Now on to to Town’s main point. As far as books go, he’s right. Individual self-publishing is probably better than small presses as long as you are willing and able to generate your own publicity. (Small presses go out of business and take your books with them, or cancel your books at the behest of Twitter mobs, or refuse to use Amazon, or any number of other annoying things—so, the technological affordances for self-publishing being what they are, why bother with them?) But it’s naive to think there’s not going to be some re-bundling of writers into schools and journals. Books are one thing, because they’re always purchased individually whether they were self-published or not, but how many paid newsletters can you really subscribe to a month?
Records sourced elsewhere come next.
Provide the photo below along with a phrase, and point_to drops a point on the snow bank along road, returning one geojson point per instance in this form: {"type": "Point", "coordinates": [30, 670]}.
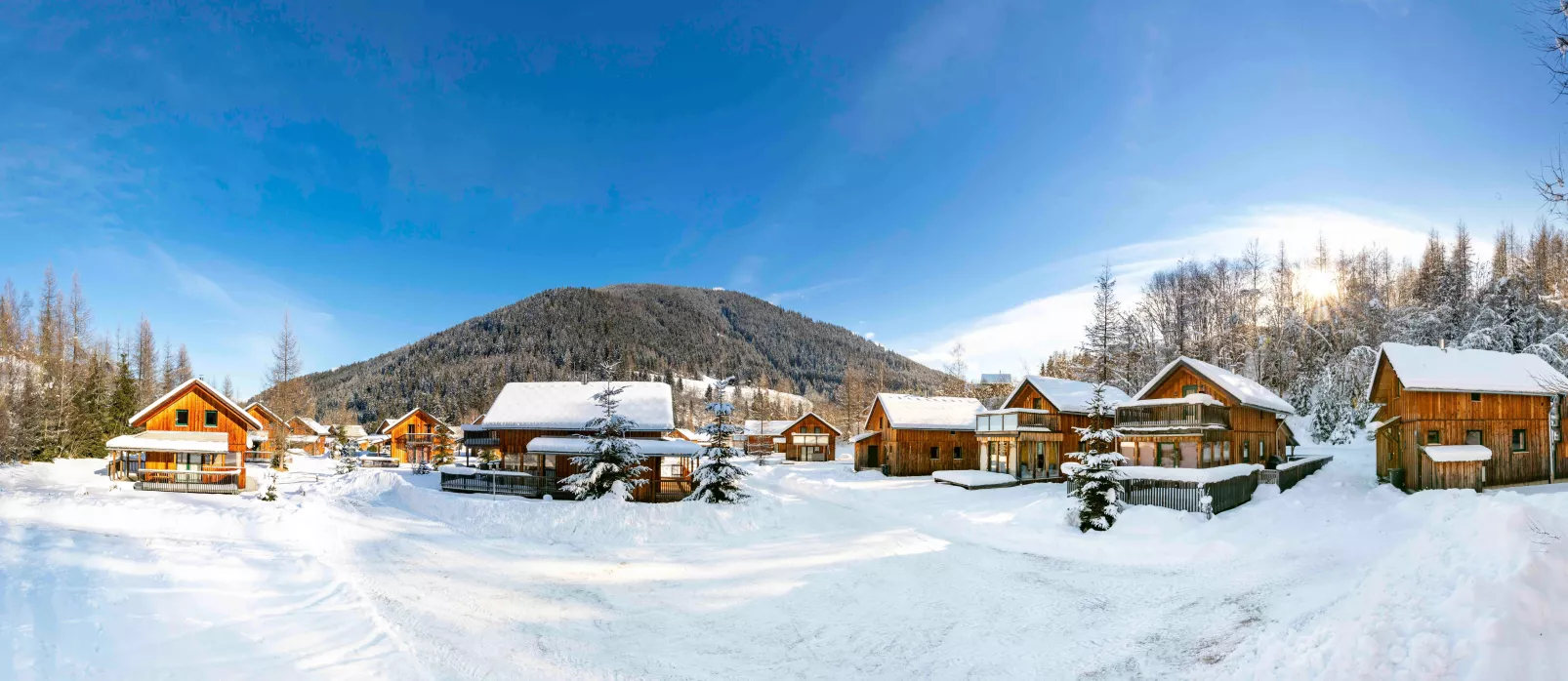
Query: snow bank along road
{"type": "Point", "coordinates": [823, 575]}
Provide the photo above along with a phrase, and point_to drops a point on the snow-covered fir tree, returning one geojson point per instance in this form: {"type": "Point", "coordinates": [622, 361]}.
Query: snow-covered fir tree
{"type": "Point", "coordinates": [612, 466]}
{"type": "Point", "coordinates": [1093, 479]}
{"type": "Point", "coordinates": [717, 478]}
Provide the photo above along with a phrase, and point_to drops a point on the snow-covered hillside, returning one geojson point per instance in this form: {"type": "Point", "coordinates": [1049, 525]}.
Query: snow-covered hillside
{"type": "Point", "coordinates": [825, 575]}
This is why the minute I heard about the Mars Review of Books I knew something was happening, for good or ill. And the writing is good; it’s just that I still don’t know what to think about Urbit. And Urbit et al. is the only reason “Dimes Square”matters,if it does, and it’s too soon to tell. These people who think they’re in Slaves of New York might be in “Tlön, Uqbar, Orbis Tertius” instead, which is worth a couple of articles.

As for right/left: art, in a functioning modern civilization, is apolitical, a terrain of inquiry, not exhortation, and so solidly considered in this light that even art meant as hortatory comes out inquisitive. As I think I’ve said before—but nobody ever listens, so I’ll say it again—the answer to bad left-wing art is not bad right-wing art, but art tout court and without qualification.